C’è un luogo a Belluno dove la memoria prende forma tra gli alberi. È il Giardino dei Giusti, spazio dedicato a uomini e donne che, in momenti difficili della storia, hanno scelto di difendere la dignità umana anche a costo della propria vita.
Qui, la città ha rinnovato il proprio impegno nel custodire e tramandare quella memoria con la cerimonia dedicata ad Antonio Maglio, medico neurologo pugliese considerato il padre delle Paralimpiadi.
La decisione è arrivata all’unanimità dal Comitato scientifico del Giardino dei Giusti cittadino. Alla cerimonia, svoltasi proprio nel parco dedicato alla memoria civile, hanno partecipato numerose autorità civili e militari, assessori e consiglieri comunali.
«È il secondo anno che Belluno celebra la memoria di un Giusto con una targa nel Giardino dei Giusti – ha spiegato il sindaco Oscar De Pellegrin –. Un gesto semplice ma profondamente simbolico, che oggi assume un significato ancora più forte. Viviamo un tempo segnato da grande incertezza internazionale e da conflitti. Ricordare i Giusti del Mondo, donne e uomini che hanno dedicato o addirittura sacrificato la propria vita per gli altri, significa custodire la speranza: la speranza che un mondo più giusto sia possibile».
Il primo cittadino ha poi ringraziato il Comitato scientifico e la sua presidente Francesca Jacobellis per la scelta e per l’impegno dedicato all’iniziativa.

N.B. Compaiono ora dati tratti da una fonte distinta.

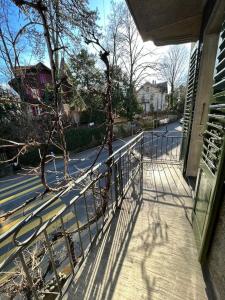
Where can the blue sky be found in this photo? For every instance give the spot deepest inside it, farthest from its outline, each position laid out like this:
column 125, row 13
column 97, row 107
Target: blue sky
column 103, row 7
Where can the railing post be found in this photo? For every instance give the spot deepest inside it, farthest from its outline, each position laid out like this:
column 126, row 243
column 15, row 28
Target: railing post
column 51, row 255
column 142, row 164
column 116, row 183
column 29, row 279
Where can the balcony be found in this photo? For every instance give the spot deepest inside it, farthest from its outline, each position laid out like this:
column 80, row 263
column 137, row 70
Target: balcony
column 140, row 247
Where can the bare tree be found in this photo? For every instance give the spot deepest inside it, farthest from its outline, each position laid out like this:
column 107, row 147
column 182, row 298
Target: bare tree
column 173, row 68
column 129, row 52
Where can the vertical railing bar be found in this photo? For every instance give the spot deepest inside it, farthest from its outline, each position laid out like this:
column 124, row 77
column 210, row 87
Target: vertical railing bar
column 176, row 148
column 29, row 279
column 95, row 209
column 166, row 148
column 116, row 184
column 103, row 214
column 162, row 146
column 107, row 199
column 89, row 228
column 52, row 260
column 78, row 227
column 68, row 246
column 172, row 150
column 152, row 147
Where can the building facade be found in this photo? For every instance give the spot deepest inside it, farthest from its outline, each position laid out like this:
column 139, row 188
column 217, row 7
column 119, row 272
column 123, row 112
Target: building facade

La figura di Antonio Maglio assume oggi un significato particolarmente forte. Con una visione innovativa e profondamente umana, il medico intuì infatti il valore dello sport come strumento di riabilitazione, dignità e riscatto per le persone con disabilità. Fu proprio grazie alla sua intuizione che nel 1960, subito dopo i Giochi olimpici di Roma, vennero organizzate nella capitale le prime Paralimpiadi: un evento destinato a cambiare per sempre lo sguardo della società verso la disabilità.
Un riconoscimento che assume un valore ancora più simbolico proprio nell’anno delle Paralimpiadi Invernali Milano-Cortina 2026, che vedono la provincia di Belluno tra i territori protagonisti.
La cerimonia si è svolta nel giorno in cui, in molte città del mondo, si ricordano i Giusti. Il 6 marzo coincide infatti con l’anniversario della scomparsa di Moshe Bejski, promotore del Giardino dei Giusti dello Yad Vashem di Gerusalemme e figura centrale nella diffusione internazionale di questa iniziativa di memoria civile.
«È stata una giornata importante e toccante – ha sottolineato l’assessore alla cultura Raffaele Addamiano – che rappresenta prima di tutto un impegno preso e rispettato dall’amministrazione comunale nei confronti di un’esigenza profondamente sentita».
Il ricordo, ha aggiunto, è rivolto a tutti i Giusti del Mondo: «persone che hanno donato o rischiato il bene più prezioso, la propria vita, per salvarne altre, per difendere i diritti umani e per proteggere quel bene assoluto che è la dignità della persona».
Non si tratta, ha precisato l’assessore, di una celebrazione formale: «Oggi nel mondo esistono circa duecento Giardini dei Giusti e Belluno ha l’onore di far parte di questa rete internazionale che ricorda uomini e donne che hanno difeso la dignità umana, spesso mettendo a rischio la propria vita».
E il senso più profondo di questa memoria è racchiuso in una frase antica, ricordata proprio durante la cerimonia: «Chi salva una vita salva il mondo intero». Un insegnamento del Talmud che continua a parlare anche al presente.